The six partners (Albano Magalhães, Bernardo Lobo Xavier, Carlos Magalhães, João Anacoreta Correia, João Nuno Magalhães and Manuel Castro e Lemos) set a tough goal: “to calmly create the best Douro wines“.
Obviously, many are those who share that wish, therefore targeting the top is simply the best way forward. If every person involved aims for excellence, and if healthy competition results from it, the result will be a continuous effort for raising quality in the brand, the region, and the country.
Douro Superior is not a piece of cake… It gets quite cold in the winter, and in the summer, it opens its gates to hell. However – perhaps because vines are masochist plants – this sub-region breeds wines greatly acknowledged among consumers, and national and international critics.
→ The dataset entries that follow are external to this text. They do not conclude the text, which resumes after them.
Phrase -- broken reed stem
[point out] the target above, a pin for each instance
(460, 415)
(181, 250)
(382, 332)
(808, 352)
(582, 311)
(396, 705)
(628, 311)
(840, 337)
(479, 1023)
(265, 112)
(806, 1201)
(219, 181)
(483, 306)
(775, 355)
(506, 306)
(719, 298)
Carlos Magalhães claims he is in love with Burgundy, and he has a dream that his wines will gain the same pattern. It doesn’t look easy to me, looking at the natural conditions found in that French region and those found in Douro. But he is the oenologist, and he knows his grapes, the farm grounds, and the climate of the place.
In Quinta da Saudade, 18.5 acres of vines are a few decades old. Another 21 acres have recently been planted in addition. The white varieties are Rabigato, Viosinho and Códega de Larinho, traditional of the Douro region. The red varieties are Touriga Franca, Touriga Nacional, Tinta Roriz and Alicante Bouschet.
The truth is Palato do Côa wines turn out very refreshing. The low-end wines in the range proved refreshing; they are well made and do not present any unjustified vanity. They go well together with a family meal, where no formalities take place, or in a meal with friends, where bubbly friendship won’t kill the wine, nor will the latter disturb any conversation tending towards oenophile critique.
Palato do Côa Reserva red 2011 demands a little more of your attention; bring it out when the in-laws come for dinner.
Saving wines for special occasions is often unfair to both the wine and to the oenophile. However, some wines must be drunk straight away, before, on “the day” the cork is finally pulled out of the bottle, the joviality evaporates to leave only the ashes.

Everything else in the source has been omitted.